Reddit and Daily Mail

But let’s say that the Daily Mail is right on this one (no, not quite), let’s move on and analyze the paper that provides the claim.

The paper that proposed the classification was published on 17 Mar 2020 by the Proceeding of the National Academy of Sciences (PNAS), authored by Forster et al. On 9 Apr 2020, the paper came under fire because the analysis done by the authors was not the right kind of analysis. Two researchers that I know of, Nick Loman and Andrew Rambaut, tweeted that this paper should not be taken seriously.

To quote Rambaut:

What really bothers me is that these authors pull down some data from #GISAID run it through an easy to use software package, make some very inappropriate choices for this virus and publish what they get out.

But, damage was done. Media picked that up, spiced it up a little, and let it run. Mavian et al authored a perspective on the whole issue of trying to classify things by stating the following:

Our analysis clearly shows severe limitations in the present data, in light of which any finding should be considered, at the very best, preliminary and hypothesis-generating. Hence the need for avoiding stigmatization based on partial information, and for continuing concerted efforts to increase number and quality of the sequences required for robust tracing of the epidemic.

Having said all these, I recognize that there is some degree of usefulness to utilize this A, B, and C type classification for the sole purpose of tracing the epidemic, but the usefulness stops right there.

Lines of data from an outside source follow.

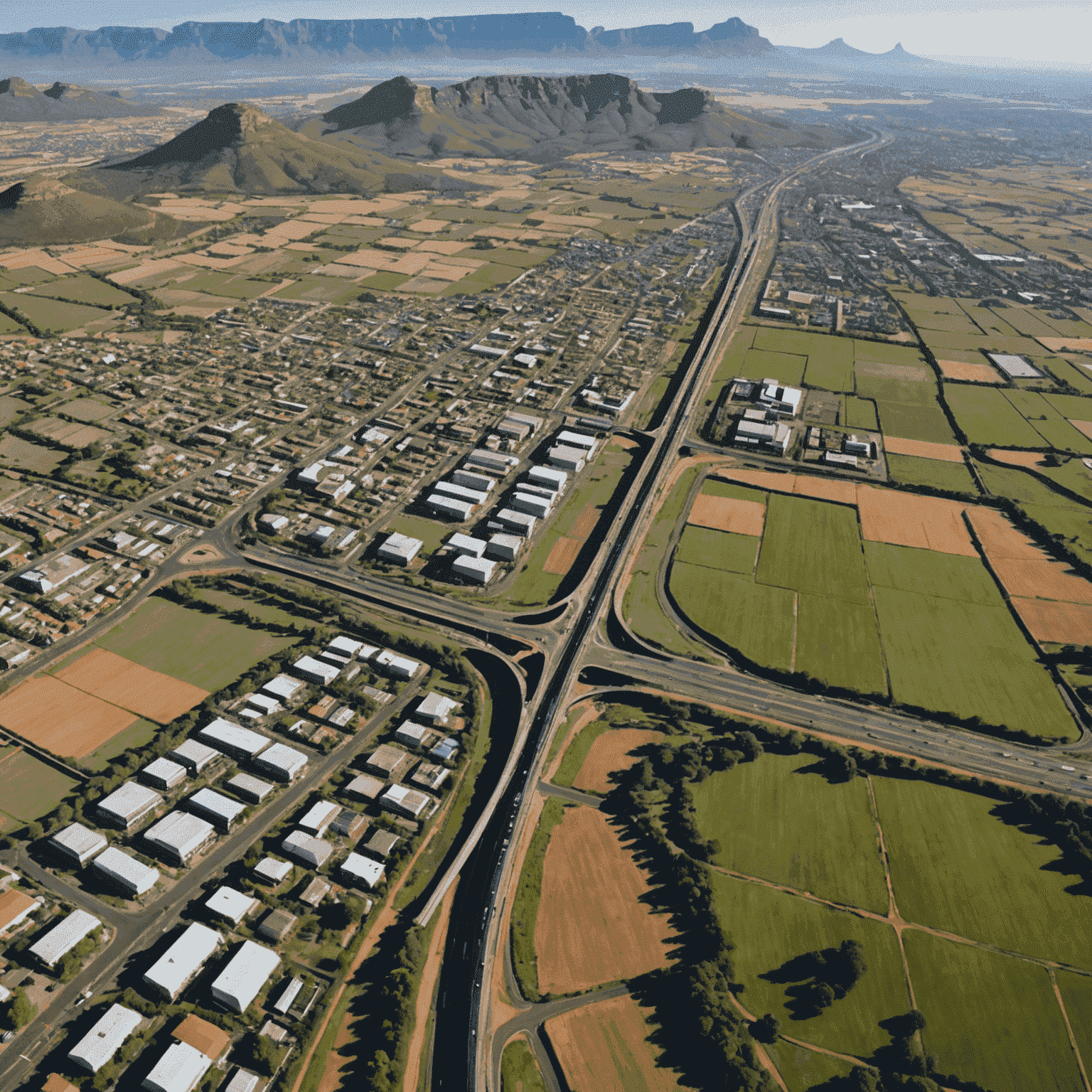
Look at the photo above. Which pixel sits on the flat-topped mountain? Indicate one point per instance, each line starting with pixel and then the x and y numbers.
pixel 542 119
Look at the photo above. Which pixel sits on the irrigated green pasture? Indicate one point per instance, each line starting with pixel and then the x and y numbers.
pixel 778 821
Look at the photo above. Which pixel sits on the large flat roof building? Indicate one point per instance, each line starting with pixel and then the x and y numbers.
pixel 101 1043
pixel 242 979
pixel 176 968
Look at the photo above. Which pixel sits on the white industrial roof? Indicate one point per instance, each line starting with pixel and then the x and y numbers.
pixel 363 868
pixel 234 737
pixel 130 872
pixel 249 970
pixel 65 936
pixel 183 959
pixel 178 1071
pixel 99 1045
pixel 179 833
pixel 232 904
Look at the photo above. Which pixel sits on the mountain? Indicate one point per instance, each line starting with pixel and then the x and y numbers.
pixel 542 119
pixel 63 102
pixel 236 149
pixel 43 211
pixel 315 41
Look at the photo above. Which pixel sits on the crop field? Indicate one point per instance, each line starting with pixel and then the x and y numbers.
pixel 592 927
pixel 770 928
pixel 149 694
pixel 200 649
pixel 990 1019
pixel 778 819
pixel 957 866
pixel 605 1046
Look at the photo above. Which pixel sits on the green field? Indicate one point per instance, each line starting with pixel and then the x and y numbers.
pixel 780 823
pixel 959 868
pixel 770 927
pixel 990 1018
pixel 203 650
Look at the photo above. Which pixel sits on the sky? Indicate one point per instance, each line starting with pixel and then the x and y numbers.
pixel 1042 33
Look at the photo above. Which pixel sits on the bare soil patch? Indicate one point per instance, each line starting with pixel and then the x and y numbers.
pixel 120 682
pixel 1049 621
pixel 63 719
pixel 976 373
pixel 562 555
pixel 609 754
pixel 946 452
pixel 727 513
pixel 904 519
pixel 605 1046
pixel 592 926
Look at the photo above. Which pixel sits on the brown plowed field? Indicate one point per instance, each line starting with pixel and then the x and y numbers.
pixel 592 926
pixel 727 513
pixel 978 373
pixel 904 519
pixel 605 1047
pixel 609 754
pixel 562 555
pixel 1064 623
pixel 59 717
pixel 120 682
pixel 946 452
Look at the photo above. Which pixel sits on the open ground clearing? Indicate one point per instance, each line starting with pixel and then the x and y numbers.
pixel 605 1046
pixel 592 927
pixel 778 821
pixel 122 682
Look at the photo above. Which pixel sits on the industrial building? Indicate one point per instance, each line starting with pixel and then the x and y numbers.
pixel 242 979
pixel 77 843
pixel 177 967
pixel 179 835
pixel 65 936
pixel 128 805
pixel 103 1041
pixel 218 809
pixel 126 872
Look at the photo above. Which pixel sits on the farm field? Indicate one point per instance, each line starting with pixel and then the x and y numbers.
pixel 990 1018
pixel 778 821
pixel 591 926
pixel 605 1046
pixel 958 867
pixel 200 649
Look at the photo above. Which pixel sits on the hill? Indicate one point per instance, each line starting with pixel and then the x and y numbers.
pixel 543 118
pixel 237 149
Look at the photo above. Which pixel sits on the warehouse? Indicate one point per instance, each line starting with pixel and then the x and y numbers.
pixel 63 937
pixel 316 670
pixel 282 762
pixel 195 756
pixel 363 869
pixel 319 817
pixel 163 774
pixel 250 788
pixel 218 809
pixel 126 872
pixel 178 835
pixel 103 1041
pixel 242 979
pixel 238 742
pixel 177 967
pixel 77 843
pixel 128 805
pixel 311 851
pixel 181 1068
pixel 405 802
pixel 478 570
pixel 400 550
pixel 466 545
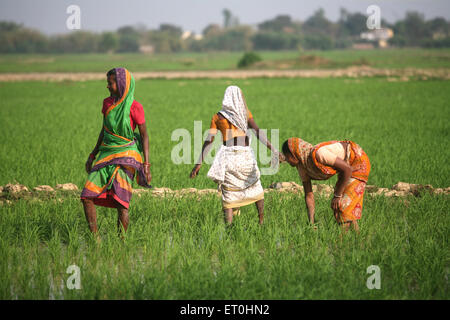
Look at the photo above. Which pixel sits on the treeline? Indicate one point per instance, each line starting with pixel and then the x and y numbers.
pixel 279 33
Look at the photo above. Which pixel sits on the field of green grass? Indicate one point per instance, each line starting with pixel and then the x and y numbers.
pixel 390 58
pixel 49 129
pixel 179 248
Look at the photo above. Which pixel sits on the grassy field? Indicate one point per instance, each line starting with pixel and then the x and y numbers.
pixel 180 249
pixel 49 129
pixel 391 58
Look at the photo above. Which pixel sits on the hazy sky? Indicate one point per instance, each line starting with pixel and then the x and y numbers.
pixel 49 16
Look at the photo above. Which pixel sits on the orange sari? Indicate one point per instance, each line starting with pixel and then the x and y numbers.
pixel 350 206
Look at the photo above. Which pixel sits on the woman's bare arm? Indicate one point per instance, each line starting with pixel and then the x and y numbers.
pixel 309 195
pixel 260 134
pixel 205 149
pixel 99 142
pixel 345 172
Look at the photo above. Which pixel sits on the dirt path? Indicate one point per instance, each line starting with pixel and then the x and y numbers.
pixel 351 72
pixel 13 192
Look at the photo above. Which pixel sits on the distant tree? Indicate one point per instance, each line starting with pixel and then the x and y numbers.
pixel 171 29
pixel 128 39
pixel 248 59
pixel 319 24
pixel 351 24
pixel 108 42
pixel 438 26
pixel 413 30
pixel 76 42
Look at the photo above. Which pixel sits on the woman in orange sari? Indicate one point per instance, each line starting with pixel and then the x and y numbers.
pixel 324 160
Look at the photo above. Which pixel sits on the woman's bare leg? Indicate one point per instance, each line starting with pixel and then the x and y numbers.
pixel 260 206
pixel 91 214
pixel 122 219
pixel 228 215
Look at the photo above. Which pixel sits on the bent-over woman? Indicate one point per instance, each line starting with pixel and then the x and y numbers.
pixel 324 160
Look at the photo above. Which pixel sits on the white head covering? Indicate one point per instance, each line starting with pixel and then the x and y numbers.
pixel 234 108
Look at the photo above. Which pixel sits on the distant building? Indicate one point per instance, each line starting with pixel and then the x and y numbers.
pixel 378 35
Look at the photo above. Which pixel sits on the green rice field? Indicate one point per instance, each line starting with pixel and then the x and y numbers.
pixel 179 247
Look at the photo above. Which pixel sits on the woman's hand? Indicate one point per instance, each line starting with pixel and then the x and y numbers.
pixel 89 164
pixel 195 171
pixel 335 203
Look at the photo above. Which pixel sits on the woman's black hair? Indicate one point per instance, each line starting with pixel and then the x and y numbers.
pixel 111 72
pixel 285 148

These type classification does not inform whether any of the type is more dangerous than the other. I would go as far as saying that if you got infected with one of the three types, you would develop antibodies that should be protective against the other two types. There is not enough evidence yet to say these three types are really that different.

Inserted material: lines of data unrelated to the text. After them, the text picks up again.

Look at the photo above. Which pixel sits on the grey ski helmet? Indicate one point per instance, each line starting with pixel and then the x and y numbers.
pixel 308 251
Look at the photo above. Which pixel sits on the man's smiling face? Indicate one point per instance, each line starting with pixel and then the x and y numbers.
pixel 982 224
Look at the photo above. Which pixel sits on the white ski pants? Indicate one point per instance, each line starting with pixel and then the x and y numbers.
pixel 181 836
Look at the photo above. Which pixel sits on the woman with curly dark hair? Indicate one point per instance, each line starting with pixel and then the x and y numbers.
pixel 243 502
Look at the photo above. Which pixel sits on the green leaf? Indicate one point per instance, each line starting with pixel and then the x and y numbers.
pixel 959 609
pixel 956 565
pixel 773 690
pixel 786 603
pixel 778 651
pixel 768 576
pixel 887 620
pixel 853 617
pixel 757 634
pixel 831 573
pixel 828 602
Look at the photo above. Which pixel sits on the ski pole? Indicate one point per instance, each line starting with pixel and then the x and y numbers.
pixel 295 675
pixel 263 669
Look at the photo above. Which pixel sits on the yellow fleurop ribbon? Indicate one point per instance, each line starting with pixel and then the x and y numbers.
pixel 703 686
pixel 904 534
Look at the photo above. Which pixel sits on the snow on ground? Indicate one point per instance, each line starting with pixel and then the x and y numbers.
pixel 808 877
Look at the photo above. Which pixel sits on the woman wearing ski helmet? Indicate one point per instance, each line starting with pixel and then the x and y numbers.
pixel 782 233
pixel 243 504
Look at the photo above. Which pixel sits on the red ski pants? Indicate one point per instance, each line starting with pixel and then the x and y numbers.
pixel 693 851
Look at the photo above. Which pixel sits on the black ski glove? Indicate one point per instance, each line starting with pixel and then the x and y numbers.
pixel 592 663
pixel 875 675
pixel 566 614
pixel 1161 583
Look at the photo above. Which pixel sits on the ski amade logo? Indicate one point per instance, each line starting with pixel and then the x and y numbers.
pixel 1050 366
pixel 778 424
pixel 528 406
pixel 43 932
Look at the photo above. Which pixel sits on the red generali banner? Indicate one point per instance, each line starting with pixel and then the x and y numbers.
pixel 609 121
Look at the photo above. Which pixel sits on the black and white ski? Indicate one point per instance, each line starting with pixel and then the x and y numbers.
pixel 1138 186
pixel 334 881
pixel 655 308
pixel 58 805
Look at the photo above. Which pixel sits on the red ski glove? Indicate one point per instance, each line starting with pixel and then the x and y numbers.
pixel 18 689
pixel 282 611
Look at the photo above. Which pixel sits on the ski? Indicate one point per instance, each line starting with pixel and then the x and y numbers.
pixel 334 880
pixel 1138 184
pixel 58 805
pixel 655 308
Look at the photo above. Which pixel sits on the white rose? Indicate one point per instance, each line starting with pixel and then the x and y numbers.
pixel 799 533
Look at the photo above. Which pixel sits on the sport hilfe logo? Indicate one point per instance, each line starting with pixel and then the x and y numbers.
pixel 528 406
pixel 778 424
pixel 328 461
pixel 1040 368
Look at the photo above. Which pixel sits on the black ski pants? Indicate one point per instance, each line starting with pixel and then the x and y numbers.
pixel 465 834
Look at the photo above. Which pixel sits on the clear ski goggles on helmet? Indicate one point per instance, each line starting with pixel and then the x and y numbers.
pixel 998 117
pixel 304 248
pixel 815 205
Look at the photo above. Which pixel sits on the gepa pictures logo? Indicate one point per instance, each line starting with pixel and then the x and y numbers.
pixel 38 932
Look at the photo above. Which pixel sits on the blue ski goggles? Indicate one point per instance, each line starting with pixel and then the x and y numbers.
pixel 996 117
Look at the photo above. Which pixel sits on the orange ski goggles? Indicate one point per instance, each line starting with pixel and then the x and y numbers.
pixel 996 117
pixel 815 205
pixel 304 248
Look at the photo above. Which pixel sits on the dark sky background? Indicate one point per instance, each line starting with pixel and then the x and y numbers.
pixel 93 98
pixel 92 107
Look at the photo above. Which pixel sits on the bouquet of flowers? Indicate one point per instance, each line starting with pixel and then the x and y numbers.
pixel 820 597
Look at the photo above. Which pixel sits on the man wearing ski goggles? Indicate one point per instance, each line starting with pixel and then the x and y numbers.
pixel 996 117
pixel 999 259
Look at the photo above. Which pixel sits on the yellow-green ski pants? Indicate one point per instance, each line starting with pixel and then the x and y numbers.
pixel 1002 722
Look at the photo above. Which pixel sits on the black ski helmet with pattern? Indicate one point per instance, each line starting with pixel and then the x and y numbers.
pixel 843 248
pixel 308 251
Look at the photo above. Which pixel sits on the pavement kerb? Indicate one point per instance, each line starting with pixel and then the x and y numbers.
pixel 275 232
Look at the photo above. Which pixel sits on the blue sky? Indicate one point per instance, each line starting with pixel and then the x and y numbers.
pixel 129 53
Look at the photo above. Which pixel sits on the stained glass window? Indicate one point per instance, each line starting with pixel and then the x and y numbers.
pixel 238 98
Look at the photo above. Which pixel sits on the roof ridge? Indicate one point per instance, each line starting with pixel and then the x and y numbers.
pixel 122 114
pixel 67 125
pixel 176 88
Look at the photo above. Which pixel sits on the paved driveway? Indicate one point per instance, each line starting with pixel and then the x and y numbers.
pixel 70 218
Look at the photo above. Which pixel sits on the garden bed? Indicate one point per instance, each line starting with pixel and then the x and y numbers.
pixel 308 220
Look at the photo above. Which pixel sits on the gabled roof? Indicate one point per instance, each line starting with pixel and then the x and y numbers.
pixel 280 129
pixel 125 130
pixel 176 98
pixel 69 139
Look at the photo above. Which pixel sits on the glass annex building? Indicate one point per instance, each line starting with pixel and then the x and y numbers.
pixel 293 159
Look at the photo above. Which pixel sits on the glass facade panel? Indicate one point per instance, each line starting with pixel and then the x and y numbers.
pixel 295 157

While viruses are generally classified by how their mutations could cause differences in immune response/degree of immunity, the differences in genomic identity of the 3 “types” SARS-CoV-2 currently does not prove that they have any functional consequence. Hence, the current classification of SARS-CoV-2 virus is not really meaningful.

What Should We Do Now?

Fact-checking is difficult and I get that. Everyone is trying to be an expert to score internet cookie points (I might be guilty of this too, but hey I have a Masters’ Degree in Microbiology haha!), muddying the water and causing confusion.

I have no magic pill, no panacea, no antidote to remedy this situation. What I cling on was an advice from a scientist. She said:

If you prepare to say something, you should plan to be wrong. And when you think you are wrong, there is no shame in feeling that. And when that happens (that you know you are wrong), you better have plan already who to ask to get clarification.

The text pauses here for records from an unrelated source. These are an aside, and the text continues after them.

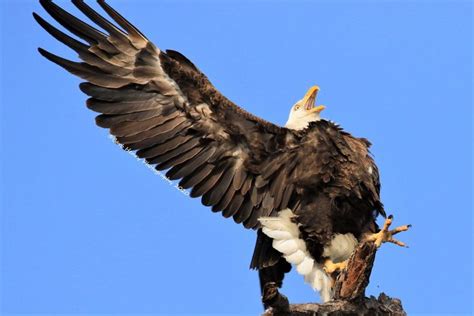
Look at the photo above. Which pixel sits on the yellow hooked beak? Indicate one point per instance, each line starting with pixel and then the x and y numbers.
pixel 310 99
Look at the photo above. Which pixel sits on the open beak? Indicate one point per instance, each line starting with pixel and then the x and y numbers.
pixel 310 99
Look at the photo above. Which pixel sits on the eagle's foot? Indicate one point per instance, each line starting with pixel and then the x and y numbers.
pixel 330 267
pixel 271 297
pixel 385 235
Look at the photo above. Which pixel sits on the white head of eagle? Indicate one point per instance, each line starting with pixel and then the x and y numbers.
pixel 305 111
pixel 310 190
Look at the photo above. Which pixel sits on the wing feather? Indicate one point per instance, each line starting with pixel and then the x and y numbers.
pixel 160 105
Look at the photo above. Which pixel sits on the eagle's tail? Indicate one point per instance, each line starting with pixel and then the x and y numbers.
pixel 286 239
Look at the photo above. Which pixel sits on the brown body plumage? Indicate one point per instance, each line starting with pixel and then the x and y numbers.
pixel 159 104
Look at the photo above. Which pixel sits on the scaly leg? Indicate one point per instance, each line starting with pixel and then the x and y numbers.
pixel 385 235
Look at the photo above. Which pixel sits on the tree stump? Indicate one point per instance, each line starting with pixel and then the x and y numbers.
pixel 349 292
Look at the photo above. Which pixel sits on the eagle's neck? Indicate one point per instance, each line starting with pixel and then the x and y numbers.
pixel 302 122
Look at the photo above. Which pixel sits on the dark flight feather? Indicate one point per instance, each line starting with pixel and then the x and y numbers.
pixel 161 105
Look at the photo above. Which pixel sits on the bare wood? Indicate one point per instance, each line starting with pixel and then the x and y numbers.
pixel 349 292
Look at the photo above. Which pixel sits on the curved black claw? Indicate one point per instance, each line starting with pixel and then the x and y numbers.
pixel 272 298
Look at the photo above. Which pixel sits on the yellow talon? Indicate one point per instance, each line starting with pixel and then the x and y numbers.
pixel 385 235
pixel 331 267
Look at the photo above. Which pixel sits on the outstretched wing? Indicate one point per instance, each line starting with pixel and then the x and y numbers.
pixel 161 106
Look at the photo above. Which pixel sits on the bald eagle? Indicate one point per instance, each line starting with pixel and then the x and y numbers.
pixel 309 189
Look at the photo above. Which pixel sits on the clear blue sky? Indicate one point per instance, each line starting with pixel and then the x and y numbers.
pixel 88 229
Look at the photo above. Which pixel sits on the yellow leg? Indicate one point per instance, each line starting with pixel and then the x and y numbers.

I am in a unique position where I have an immediate access to factually accurate information (I can ask my thesis mentors, or senior colleagues, or friends in the same field as I am), thanks to my proximity to people with domain-specific expertise.

Now, I am playing my part to bring myself in closer proximity to the public, and I would never know if I could do a good or a bad job at that. All I hope I am not causing any further confusion, because that would not be cool.